KARA-YOLLARI başlıklı haber ve köşe yazımız geniş yankı uyandırdı. Manisa Büyükşehir Gazetesi  ve  45 Haber’deki yayınların ardından onlarca okurumuz teşekkür etti. Karayolları İzmir Bölge Müdürü Abdülkadir Uraloğlu ve Sayın Valimizin basın danışmanı Şehriban Yıldırım beni aradı. CHP Milletvekili Hasan Ören verdiği soru önergesiyle haberimizi TBMM gündemine taşıdı.

***

Büyükşehir Belediyesi ve ilçe belediyelerimizin gayretiyle Manisa’da köy yolları bile ulaşıma kapanmazken, koca İstanbul Karayolu’nda insanlar 45 saat mahsur kaldı.

Bu nasıl olur?

İşte bu soruyu yönelttim Karayolları Bölge Müdürü’ne telefonda.

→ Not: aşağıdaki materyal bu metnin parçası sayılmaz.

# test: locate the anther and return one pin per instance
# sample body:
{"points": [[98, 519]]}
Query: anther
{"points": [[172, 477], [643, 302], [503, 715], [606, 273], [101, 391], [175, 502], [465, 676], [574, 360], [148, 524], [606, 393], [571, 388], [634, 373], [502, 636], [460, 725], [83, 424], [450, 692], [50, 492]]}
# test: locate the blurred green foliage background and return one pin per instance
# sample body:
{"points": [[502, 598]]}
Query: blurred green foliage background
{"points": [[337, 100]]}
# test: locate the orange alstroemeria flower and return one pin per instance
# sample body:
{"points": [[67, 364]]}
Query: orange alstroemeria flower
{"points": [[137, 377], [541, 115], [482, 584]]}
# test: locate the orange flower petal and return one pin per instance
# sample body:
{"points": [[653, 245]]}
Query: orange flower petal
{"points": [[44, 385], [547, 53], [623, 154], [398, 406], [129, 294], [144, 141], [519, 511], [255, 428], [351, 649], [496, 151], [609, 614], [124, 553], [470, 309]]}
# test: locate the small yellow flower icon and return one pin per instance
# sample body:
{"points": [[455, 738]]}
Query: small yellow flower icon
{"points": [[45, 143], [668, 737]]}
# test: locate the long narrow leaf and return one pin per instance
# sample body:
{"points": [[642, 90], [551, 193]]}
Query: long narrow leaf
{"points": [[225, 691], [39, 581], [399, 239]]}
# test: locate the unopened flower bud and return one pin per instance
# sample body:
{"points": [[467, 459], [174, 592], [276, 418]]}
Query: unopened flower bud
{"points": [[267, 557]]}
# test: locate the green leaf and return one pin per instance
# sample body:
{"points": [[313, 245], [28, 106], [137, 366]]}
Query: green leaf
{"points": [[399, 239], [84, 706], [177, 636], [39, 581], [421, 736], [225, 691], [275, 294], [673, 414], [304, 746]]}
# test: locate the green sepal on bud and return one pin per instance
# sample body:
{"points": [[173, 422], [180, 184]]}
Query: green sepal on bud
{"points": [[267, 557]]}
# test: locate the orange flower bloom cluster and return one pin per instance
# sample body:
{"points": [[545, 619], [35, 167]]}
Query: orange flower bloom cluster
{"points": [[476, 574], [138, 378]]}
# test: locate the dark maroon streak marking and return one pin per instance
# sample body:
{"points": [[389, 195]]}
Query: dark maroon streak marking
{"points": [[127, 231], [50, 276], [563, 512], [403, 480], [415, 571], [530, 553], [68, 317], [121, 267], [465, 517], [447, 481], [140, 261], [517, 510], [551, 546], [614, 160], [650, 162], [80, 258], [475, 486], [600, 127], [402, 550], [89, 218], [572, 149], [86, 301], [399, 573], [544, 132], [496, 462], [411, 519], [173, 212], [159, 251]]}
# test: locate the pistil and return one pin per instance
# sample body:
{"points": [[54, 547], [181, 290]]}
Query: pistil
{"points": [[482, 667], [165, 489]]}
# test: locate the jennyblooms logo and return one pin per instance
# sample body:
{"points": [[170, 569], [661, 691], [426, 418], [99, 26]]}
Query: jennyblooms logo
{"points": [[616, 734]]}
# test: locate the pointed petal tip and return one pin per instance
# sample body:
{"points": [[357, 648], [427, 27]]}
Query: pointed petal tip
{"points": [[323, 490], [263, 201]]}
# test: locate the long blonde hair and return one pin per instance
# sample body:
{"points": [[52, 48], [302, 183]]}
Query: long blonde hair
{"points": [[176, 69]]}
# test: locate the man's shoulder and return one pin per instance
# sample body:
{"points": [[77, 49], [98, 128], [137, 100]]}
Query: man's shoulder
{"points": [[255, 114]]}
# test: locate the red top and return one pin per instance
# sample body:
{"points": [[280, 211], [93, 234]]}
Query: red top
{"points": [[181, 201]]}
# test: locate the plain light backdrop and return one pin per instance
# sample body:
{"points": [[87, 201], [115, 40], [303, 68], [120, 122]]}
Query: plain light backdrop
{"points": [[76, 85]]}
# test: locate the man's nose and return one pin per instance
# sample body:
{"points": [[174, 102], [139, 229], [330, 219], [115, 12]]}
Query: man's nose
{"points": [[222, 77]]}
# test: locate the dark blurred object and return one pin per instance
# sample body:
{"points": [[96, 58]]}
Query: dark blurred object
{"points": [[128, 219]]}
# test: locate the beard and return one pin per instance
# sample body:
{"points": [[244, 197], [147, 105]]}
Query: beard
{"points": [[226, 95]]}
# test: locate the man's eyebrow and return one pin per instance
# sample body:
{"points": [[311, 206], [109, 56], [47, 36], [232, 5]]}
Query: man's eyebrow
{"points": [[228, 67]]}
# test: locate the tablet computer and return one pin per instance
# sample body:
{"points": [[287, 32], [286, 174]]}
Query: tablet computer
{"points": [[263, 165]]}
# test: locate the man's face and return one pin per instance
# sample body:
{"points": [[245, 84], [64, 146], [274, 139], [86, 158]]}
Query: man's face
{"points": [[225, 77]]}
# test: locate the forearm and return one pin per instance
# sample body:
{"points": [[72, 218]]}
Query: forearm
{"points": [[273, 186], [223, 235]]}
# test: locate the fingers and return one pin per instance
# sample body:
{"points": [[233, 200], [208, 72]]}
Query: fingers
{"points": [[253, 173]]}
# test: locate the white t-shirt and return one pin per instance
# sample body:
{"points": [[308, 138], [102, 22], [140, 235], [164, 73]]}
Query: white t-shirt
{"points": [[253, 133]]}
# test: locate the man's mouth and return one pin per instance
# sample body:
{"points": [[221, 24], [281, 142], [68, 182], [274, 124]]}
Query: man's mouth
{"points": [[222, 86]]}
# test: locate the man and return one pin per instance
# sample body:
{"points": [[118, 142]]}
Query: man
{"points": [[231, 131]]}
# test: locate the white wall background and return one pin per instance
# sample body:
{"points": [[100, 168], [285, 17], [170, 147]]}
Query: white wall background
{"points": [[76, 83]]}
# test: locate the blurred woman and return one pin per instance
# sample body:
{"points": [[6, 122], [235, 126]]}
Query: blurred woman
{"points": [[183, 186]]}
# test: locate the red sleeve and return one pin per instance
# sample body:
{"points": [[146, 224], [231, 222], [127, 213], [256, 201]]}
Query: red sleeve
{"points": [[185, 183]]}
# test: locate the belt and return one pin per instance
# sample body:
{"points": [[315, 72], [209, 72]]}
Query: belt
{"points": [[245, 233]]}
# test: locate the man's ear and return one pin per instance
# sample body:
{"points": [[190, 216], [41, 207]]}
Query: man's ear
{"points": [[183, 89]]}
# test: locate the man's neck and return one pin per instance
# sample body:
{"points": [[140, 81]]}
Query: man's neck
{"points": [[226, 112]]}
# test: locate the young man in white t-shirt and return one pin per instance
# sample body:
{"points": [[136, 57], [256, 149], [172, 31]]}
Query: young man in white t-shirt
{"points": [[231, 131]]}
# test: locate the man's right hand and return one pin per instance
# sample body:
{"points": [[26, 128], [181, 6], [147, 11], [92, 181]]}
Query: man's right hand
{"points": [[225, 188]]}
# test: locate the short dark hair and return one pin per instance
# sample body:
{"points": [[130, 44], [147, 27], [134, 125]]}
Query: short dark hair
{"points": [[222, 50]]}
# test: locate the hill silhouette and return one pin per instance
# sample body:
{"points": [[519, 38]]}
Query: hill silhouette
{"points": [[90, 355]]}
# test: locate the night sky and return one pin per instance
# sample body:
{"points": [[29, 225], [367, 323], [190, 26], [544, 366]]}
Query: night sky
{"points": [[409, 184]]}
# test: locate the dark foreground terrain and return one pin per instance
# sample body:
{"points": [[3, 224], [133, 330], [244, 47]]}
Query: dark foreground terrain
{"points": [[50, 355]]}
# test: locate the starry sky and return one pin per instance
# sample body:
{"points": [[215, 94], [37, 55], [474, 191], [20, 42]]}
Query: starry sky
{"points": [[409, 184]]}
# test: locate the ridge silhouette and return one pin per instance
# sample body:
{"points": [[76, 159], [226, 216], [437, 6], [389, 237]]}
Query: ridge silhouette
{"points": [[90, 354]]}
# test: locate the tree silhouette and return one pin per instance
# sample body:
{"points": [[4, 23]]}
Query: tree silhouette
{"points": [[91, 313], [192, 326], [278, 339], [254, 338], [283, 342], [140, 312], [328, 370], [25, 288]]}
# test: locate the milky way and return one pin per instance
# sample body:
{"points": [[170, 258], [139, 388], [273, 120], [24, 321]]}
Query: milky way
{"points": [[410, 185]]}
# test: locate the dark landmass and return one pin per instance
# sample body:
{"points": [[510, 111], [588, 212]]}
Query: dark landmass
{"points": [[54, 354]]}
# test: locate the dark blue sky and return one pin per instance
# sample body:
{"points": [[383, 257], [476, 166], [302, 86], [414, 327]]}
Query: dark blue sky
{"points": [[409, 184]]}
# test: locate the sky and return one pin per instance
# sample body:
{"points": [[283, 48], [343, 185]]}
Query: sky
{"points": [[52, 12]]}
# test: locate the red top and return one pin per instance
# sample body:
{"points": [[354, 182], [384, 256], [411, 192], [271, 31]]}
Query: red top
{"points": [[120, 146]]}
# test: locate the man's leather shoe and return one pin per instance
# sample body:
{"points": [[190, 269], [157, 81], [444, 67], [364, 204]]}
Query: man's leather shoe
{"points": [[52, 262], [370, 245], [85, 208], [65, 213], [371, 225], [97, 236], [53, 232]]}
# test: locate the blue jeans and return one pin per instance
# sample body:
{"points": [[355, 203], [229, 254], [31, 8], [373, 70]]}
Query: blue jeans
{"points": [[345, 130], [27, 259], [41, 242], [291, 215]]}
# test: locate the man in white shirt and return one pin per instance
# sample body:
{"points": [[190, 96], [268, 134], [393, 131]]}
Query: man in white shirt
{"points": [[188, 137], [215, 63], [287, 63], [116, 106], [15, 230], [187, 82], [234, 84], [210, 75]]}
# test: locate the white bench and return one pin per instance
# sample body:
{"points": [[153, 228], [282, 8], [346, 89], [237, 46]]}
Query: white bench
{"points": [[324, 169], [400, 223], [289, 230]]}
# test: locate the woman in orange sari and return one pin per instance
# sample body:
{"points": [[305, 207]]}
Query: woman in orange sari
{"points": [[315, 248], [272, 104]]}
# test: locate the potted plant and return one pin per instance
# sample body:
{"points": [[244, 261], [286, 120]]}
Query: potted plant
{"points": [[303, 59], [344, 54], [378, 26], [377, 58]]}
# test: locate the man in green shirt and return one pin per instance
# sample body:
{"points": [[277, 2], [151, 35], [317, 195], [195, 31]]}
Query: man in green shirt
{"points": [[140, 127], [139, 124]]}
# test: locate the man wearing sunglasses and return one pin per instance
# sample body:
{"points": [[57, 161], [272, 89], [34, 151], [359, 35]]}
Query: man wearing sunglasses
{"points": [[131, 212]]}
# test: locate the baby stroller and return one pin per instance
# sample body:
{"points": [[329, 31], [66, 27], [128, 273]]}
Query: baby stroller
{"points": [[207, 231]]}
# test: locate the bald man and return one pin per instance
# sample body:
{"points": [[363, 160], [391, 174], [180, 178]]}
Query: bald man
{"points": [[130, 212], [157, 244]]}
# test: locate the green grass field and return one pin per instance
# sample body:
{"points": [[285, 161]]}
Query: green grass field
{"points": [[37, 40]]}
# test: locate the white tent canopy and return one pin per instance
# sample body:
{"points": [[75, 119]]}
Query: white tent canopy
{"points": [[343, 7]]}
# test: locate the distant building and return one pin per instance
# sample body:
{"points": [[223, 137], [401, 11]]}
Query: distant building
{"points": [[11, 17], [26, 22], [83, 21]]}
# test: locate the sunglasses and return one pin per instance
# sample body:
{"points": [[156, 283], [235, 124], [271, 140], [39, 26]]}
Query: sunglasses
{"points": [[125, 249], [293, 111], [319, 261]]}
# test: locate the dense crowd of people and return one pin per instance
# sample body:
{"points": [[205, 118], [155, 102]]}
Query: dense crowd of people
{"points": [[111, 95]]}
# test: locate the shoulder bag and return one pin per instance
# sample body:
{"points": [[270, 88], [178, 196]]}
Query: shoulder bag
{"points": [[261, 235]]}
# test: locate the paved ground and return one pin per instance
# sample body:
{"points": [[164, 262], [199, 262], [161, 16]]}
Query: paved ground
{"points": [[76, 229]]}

Meğer Gelenbe rampalarında tüm tedbirler alınmış. İş makineleri, tuz kamyonları ve işçiler… Meteoroloji raporlarına bağlı olarak her şey yapılmış.

Peki yol neden kapandı? Onca insan, dağın başında, iki gün boyunca, neden mahsur kaldı?

Müdür bey onu da açıkladı.

Efendim, yol kapandıktan iki saat sonra trafiğe açılmış. Ancak o yolda iki TIR kayınca işler arap saçına dönmüş. Polis yolu Manisa tarafından ters yönden trafiğe tek şeritten açmış. Karşı yönden gelen araçlarla, Manisa yönünden giden araçlar karşılaşınca yol kilitlenmiş. Aradan geçen zaman içinde araçlar arasında kar birikmiş. Böyle olunca da bütün araçlar kara saplanıp kalmış ve iş içinden çıkılmaz hal almış. Olay bu.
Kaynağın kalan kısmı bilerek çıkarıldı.